Modern tools like Marker and MinerU use machine learning models trained to detect table regions, which is more robust than rule-based approaches but computationally expensive.

Scanned PDFs and OCR

Native PDFs contain actual text data. Scanned PDFs contain images of pages — no text layer at all. Before any structural analysis can happen, the converter must run OCR to convert pixels to characters.

OCR accuracy on clean printed text reaches 95-99%. But even 99% means about one error every two lines. Accuracy drops significantly with low-resolution scans, faded text, unusual fonts, or non-Latin scripts.

Some PDFs contain a structure tree with explicit tags for headings, paragraphs, and tables (primarily for accessibility). When present, these tags dramatically improve conversion quality — but most PDFs in the wild are untagged.

How Modern Converters Work

Tools like pdf2md.net build on libraries like PDF.js (Mozilla's open-source PDF renderer) which provides text positions, font info, and transform data for each page. The conversion logic built on top uses this raw data to infer headings (from font size), paragraph boundaries (from spacing), and table structure (from alignment patterns).

The emerging frontier is AI-powered conversion using vision-language models that "see" the rendered page and produce structured output.

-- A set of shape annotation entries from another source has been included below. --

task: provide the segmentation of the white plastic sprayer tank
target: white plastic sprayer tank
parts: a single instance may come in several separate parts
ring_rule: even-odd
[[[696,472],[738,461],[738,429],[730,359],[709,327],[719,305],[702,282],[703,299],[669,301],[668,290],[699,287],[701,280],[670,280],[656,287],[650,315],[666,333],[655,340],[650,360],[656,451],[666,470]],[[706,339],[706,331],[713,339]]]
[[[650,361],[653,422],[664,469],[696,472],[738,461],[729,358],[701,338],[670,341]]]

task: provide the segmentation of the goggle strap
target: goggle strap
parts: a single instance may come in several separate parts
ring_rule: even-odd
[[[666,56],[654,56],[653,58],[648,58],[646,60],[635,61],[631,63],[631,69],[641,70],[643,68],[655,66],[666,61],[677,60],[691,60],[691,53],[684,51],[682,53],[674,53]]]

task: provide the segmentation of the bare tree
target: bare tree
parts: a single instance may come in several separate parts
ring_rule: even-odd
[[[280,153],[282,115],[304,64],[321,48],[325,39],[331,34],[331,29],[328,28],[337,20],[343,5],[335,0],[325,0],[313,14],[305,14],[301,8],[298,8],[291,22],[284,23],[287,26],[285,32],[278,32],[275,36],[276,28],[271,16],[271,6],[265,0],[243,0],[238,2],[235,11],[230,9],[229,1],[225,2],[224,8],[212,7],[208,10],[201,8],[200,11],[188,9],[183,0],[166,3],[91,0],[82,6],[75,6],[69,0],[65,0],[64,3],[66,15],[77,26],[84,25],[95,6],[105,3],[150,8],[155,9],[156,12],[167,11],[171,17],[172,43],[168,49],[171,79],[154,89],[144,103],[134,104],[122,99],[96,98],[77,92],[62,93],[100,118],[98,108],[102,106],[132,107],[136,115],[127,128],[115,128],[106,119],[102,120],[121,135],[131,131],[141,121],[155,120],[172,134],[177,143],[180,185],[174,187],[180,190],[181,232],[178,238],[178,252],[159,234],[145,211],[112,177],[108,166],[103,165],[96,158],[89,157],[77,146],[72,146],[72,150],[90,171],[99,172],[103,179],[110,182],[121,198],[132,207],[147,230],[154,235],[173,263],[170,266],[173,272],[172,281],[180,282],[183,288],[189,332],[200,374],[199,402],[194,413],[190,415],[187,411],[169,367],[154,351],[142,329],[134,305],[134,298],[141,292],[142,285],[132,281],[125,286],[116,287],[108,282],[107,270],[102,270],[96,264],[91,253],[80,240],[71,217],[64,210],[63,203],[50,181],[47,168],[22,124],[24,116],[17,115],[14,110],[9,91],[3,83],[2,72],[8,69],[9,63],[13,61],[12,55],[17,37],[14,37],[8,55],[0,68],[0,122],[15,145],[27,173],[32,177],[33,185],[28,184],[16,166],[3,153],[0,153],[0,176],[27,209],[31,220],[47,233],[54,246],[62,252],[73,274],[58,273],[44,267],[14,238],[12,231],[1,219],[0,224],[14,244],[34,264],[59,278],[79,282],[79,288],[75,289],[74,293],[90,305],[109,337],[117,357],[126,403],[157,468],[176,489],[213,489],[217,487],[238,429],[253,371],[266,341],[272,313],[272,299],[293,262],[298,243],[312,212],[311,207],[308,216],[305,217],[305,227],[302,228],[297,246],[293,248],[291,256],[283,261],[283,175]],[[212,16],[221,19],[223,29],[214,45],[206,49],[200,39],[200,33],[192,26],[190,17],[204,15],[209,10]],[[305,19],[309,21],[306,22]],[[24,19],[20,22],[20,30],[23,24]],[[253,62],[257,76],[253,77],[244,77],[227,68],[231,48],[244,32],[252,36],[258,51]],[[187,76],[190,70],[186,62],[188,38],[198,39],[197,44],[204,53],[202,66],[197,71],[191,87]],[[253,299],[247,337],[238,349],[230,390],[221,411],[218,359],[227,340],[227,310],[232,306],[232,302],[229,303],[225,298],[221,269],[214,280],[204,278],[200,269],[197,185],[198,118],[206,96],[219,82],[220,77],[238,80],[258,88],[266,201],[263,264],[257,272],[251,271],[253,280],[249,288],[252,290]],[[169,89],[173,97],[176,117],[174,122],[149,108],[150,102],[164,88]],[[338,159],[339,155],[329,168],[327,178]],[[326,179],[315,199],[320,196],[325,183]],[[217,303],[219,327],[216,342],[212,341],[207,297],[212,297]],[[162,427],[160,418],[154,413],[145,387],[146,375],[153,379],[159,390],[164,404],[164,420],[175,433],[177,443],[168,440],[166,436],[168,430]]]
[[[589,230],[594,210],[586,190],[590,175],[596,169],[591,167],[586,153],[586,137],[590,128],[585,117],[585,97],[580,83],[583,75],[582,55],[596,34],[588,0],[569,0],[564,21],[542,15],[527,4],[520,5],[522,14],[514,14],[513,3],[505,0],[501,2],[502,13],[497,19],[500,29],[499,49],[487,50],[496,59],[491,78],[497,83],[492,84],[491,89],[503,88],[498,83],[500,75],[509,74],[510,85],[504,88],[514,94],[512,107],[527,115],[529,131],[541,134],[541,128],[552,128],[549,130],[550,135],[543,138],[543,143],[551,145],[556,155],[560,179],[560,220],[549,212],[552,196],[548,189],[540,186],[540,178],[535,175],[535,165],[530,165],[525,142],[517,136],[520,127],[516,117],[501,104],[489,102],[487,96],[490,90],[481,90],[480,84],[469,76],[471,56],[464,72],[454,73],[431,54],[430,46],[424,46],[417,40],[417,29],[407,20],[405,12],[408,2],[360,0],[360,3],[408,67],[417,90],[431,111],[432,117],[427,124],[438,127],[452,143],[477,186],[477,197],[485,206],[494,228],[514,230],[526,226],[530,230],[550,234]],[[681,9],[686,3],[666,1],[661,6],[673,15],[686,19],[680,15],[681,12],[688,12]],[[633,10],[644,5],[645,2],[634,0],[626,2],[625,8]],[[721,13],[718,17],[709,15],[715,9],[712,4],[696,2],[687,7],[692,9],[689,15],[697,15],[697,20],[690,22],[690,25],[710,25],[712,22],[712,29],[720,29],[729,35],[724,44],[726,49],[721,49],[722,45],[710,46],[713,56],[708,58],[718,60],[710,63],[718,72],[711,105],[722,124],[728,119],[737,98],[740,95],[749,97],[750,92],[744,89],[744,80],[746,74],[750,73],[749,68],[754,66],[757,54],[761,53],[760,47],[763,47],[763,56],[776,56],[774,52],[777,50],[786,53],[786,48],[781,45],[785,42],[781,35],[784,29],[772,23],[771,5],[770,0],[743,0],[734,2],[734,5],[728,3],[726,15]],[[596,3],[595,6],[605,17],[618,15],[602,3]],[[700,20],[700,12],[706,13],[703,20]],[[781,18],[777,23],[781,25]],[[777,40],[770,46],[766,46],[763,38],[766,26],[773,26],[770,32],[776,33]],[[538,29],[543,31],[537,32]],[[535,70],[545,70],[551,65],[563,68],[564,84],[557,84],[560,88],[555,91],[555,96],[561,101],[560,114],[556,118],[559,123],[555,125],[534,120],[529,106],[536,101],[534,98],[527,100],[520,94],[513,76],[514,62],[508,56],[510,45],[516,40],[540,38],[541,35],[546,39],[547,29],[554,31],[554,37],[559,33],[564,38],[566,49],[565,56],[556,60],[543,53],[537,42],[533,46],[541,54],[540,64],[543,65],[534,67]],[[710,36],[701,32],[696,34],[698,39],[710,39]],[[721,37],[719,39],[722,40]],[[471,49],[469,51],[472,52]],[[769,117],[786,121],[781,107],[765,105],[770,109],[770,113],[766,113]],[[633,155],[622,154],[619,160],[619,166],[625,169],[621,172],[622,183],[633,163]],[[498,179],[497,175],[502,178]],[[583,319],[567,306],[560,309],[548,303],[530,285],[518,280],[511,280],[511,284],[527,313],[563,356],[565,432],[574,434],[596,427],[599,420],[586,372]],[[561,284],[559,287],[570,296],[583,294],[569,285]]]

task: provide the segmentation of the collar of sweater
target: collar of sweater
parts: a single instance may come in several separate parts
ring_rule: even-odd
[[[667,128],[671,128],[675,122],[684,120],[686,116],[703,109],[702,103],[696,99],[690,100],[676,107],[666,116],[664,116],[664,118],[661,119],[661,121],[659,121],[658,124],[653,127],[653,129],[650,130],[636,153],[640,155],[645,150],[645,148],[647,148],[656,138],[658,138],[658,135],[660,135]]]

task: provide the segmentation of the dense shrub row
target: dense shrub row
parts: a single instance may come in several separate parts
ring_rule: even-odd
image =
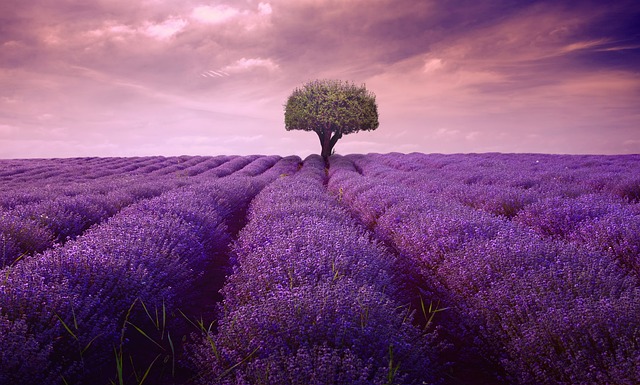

These handle ambiguous layouts better but are slower, more expensive, and can hallucinate text. The most promising approach is hybrid: traditional extraction for speed and privacy, AI post-processing for structural accuracy.

Conclusion

PDF to Markdown conversion is hard because PDFs were designed for visual fidelity, not semantic structure. Understanding this helps you set realistic expectations, choose the right tool for your document types, and know where to focus cleanup efforts.

No converter is perfect because the problem is fundamentally hard. But for most born-digital PDFs with straightforward layouts, tools like pdf2md.net produce excellent results without cloud processing or AI costs.